9.6.2 Sparsity-Inducing Priors

The horseshoe prior (Carvalho, Polson, and Scott 2009) is a type of hierarchical prior for regression models by introducing a global scale, $τ$ , and local scale, $λ_{m}$ , parameters on the priors for the regression coefficients. Specifically, with $p$ predictors, $\begin{aligned} Y_{i} & \sim N (μ_{i}, σ^{2}) \\ μ_{i} & = β_{0} + \sum_{m = 1}^{p} β_{m} X_{m} \\ β_{0} & \sim N (0, 1) \\ β_{m} & \sim N (0, τ λ_{m}) \\ λ_{m} & \sim {Cauchy}^{+} (0, 1) \\ τ & \sim {Cauchy}^{+} (0, τ_{0}) \end{aligned}$

The local scale, $λ_{m}$ , can flexibly shrink the coefficient to close to zero. Below is the implication of the prior on the shrinkage of $β$ :

># Warning: Removed 1 row(s) containing missing values (geom_path).

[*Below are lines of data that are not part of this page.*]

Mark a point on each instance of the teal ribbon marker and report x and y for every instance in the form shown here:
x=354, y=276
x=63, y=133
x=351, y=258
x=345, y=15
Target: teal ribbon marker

The U-shape here means that, for coefficients that are weakly supported by the data, the horseshoe will shrink it to very close to zero, whereas for coefficients that are more strongly supported by the data, the horseshoe will not shrink it much.

The red curve in the following is one example for the resulting prior distribution on $β$ :

dhs <- Vectorize(
  function(y, df = 1) {
  ff <- function(lam) dnorm(y, 0, sd = lam) * dt(lam, df) * 2
  if (y != 0) integrate(ff, lower = 0, upper = Inf)$value
  else Inf
  }
)
ggplot(data.frame(x = c(-6, 6)), aes(x = x)) +
  stat_function(fun = dhs, args = list(df = 3), n = 501,
                aes(col = "HS"), linetype = 1) +
  stat_function(fun = dnorm, n = 501, 
                aes(col = "norm"), linetype = 2) +
  scale_color_manual("", values = c("red", "black"),
                     labels = c("horseshoe(3)", "N(0, 1)")) +
    xlab("y") + ylab("density") + ylim(0, 0.75)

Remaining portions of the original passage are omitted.